21 thoughts on “Bill curates: Jane Austen’s letters, 1814-1816

  1. Thanks for that article. I’m sure her letters are wonderful. Even the excerpts you show here are lovely – it’s the language. You know, when I’m reading Jane Austen I begin to speak like her characters. Everything is “prodigious”! Also I sit up very straight!

    • I love C19th English, all those sonorous phrases, but when I go to write it I can’t quite pull it off. Perhaps I should try sitting straighter – I could never manage that well brought up young woman’s thing of sitting without touching the chair back.

    • I began reading JA as a teenager, and I know she influenced my vocabulary and writing style. In the diaries in which I poured out my soul (now mercifully all lost to posterity) I used the same sentence structures and all.
      It took university and the influence of the modernists to bring me into the C20th…

  2. Hahaha. How funny that there are THAT many posts in the first month. But I think that was true for me, in early days, too. And I think I’ve said this before, but it’s lovely to see that these older thoughts/ideas/reviews will be revisited.

    I’m not an Austenite/Janeite, but I do have a collection of her letters and I have read all the completed novels. A couple of them more than once. I suppose one thing that I love about her is the fact that even people who do not read a lot, but do at least dabble in literature studies, have read her books and there’s something shared there that one can discuss, even when literary tastes diverge from there. I’ve also enjoyed many of the film adaptations. And I recently LOVED Jo Baker’s Longbourn, even though I’m not generally interested in the books which work to continue on with her stories. Ah, that doesn’t sound suitably thankful for her stories, which I have thoroughly enjoyed. But I’m reluctant to oversell my familiarity because so many people truly love love love her books and the world they portray and I don’t feel I’m part of that devotion.

    • WG is the Janeite, I’m just a dilettante. I thought Longbourn was ok but (and Sue will strike me down for saying this on her blog) I have been listening to and enjoying the entirely ridiculous Mr Darcy’s Daughters.

    • Anyone who really loves her writing and has read al her books, some or all more than once is a devotee I’d say, Buried, because that’s the important stuff. Getting into the nitty gritty that we Janeites/Austenites do is our bit of enjoyment and our wish to understand her as much as we can.
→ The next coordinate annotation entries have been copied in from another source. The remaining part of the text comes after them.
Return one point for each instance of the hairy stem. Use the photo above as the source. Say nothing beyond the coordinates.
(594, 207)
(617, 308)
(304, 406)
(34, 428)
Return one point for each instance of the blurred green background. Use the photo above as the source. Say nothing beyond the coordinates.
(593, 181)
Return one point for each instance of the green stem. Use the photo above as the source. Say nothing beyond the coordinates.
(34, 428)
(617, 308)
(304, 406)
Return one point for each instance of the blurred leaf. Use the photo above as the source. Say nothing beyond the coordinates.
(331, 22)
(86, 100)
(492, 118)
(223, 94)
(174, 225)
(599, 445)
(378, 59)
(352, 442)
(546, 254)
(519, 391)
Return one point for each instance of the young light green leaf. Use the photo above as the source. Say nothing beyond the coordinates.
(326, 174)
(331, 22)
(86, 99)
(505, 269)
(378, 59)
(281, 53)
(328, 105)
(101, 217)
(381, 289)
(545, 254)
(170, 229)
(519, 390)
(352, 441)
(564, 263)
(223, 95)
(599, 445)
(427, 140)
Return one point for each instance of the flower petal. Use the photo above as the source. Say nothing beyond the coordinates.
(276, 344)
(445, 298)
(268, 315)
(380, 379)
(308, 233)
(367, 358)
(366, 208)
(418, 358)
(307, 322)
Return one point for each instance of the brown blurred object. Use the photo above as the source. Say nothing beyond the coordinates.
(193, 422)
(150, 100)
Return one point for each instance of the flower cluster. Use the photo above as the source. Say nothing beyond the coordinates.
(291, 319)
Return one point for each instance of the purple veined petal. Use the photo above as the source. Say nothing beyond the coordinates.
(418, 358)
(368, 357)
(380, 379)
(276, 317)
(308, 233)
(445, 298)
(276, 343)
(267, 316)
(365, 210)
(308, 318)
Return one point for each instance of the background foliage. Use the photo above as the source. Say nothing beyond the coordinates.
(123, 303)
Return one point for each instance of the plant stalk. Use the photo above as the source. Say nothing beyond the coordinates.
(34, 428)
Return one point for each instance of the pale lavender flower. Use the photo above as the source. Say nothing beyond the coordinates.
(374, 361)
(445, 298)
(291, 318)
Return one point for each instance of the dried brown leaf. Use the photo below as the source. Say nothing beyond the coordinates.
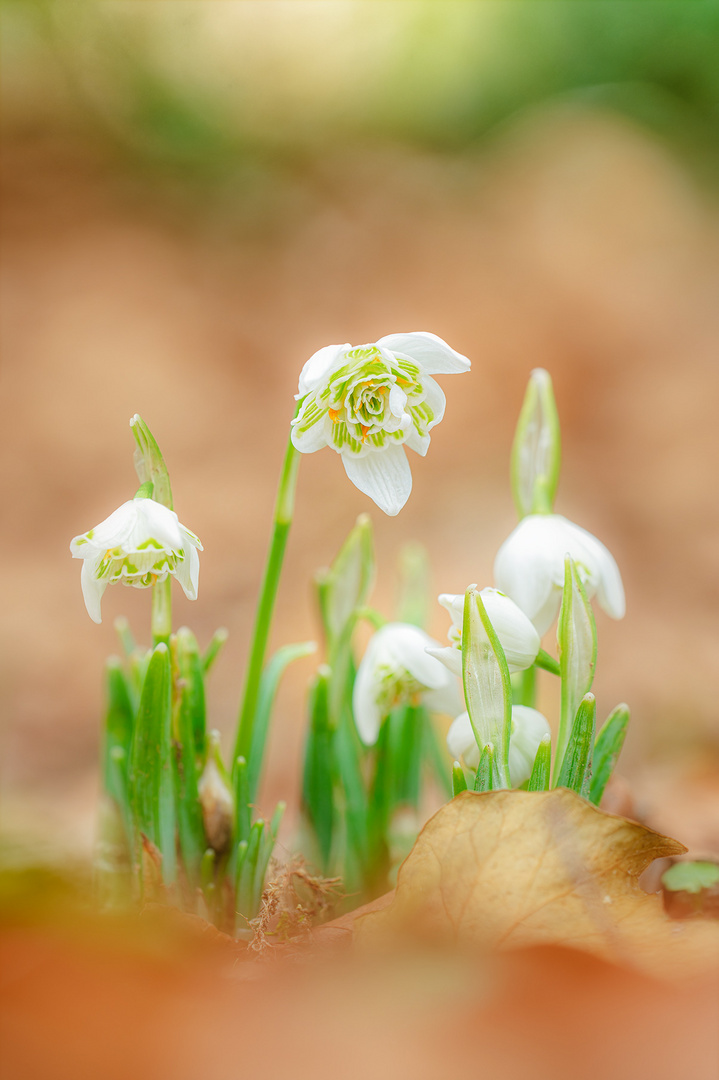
(506, 869)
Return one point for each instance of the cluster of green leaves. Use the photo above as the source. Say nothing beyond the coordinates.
(175, 826)
(446, 77)
(352, 794)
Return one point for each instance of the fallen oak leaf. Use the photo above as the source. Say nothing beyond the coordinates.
(509, 869)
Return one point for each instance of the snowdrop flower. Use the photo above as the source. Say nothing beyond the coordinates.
(516, 633)
(528, 729)
(396, 670)
(370, 401)
(141, 542)
(530, 568)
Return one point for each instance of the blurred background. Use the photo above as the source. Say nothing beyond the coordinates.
(199, 194)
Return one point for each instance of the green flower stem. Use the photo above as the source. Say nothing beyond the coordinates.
(162, 611)
(283, 518)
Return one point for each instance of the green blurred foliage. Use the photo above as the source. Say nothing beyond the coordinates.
(203, 86)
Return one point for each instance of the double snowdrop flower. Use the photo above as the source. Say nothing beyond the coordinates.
(368, 402)
(516, 633)
(138, 544)
(397, 670)
(528, 729)
(530, 568)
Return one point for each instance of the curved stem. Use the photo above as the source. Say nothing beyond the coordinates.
(283, 517)
(162, 611)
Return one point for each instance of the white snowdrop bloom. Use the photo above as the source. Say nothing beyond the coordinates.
(530, 567)
(370, 401)
(138, 544)
(396, 670)
(515, 631)
(528, 729)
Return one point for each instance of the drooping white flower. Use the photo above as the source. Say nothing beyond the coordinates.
(138, 544)
(530, 567)
(516, 633)
(396, 670)
(528, 729)
(370, 401)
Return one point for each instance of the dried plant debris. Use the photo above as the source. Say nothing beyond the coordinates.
(691, 889)
(506, 869)
(295, 901)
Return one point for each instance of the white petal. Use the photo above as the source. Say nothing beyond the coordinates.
(188, 571)
(450, 657)
(610, 590)
(158, 523)
(455, 604)
(527, 565)
(548, 611)
(113, 531)
(366, 711)
(319, 366)
(384, 475)
(420, 444)
(528, 729)
(92, 589)
(313, 437)
(408, 646)
(397, 401)
(428, 350)
(461, 741)
(445, 700)
(434, 396)
(515, 631)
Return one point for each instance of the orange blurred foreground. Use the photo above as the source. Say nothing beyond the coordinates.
(149, 999)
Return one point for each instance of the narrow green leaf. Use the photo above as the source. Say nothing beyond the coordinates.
(319, 780)
(268, 689)
(118, 733)
(207, 869)
(539, 780)
(276, 820)
(150, 771)
(124, 636)
(189, 740)
(577, 639)
(537, 449)
(691, 877)
(575, 771)
(211, 653)
(246, 871)
(267, 847)
(487, 684)
(415, 577)
(607, 751)
(216, 797)
(459, 780)
(243, 808)
(435, 754)
(547, 663)
(190, 672)
(487, 778)
(407, 727)
(524, 687)
(149, 463)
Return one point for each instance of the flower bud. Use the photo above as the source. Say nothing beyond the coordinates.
(537, 450)
(216, 798)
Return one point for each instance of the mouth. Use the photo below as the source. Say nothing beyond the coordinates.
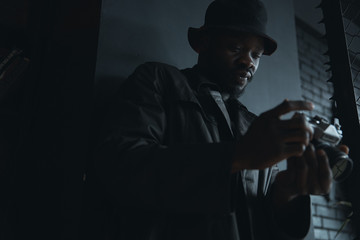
(242, 78)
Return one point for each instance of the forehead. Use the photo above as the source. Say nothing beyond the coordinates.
(248, 39)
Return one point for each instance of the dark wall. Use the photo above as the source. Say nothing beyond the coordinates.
(135, 31)
(44, 138)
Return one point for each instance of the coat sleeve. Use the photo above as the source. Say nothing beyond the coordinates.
(139, 170)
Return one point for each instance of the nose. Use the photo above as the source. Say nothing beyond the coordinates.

      I liked some aspects of Longbourn, the social history side, but not really what she did with the story.

  3. She didn’t give us a great deal of the good and literary sides of Mr. Collins, did she? And I don’t remember Edmund in Mansfield Park as being distinguished by learning–kindness, perhaps.

    Actually, given her clerical background, I took the “curates” in the title to be a noun, not a verb.

    Truth and fiction: In most novels, one person is making up the fiction. In every society, a great number of very different persons are making up the reality that we call truth. I can remember a great number of notably stupid, clever, kind, or cruel actions that took place before my eyes. Whether any of them would look plausible in a novel would depend entirely on the skill of the author. An example along the Sir Thomas lines comes to mind: a programmer I worked with would play tackle football on the weekends. One Monday he came in to work feeling poorly. When he flew his nose, the skin under one eye puffed out as if there was an egg under it–he had cracked a bone so that the sinus had crack to seep out through. How would that look in a novel?

    • George, I’m the Bill who curates. I’m afraid altar boy is as far as I got in that direction. My father was an Anglican lay preacher and that was enough curates for me. I think JA quite likes Edmund though he’s a bit bossy for me.

    • True, George, about Mr Collins, though I think he liked to think he was literary!

      Haha re “curates”. I should have thought of that.

      And you’re right, the skill of the author, and the genre they’re writing in, play a big role in plausibility.

  4. This was a superb post. Jane Austen was one of the greatest creative minds that ever lived. That quotation about fiction is very insightful as to her thinking and writing I would imagine a peek into these letters would be well worth it. I may spend some time and delve into them myself.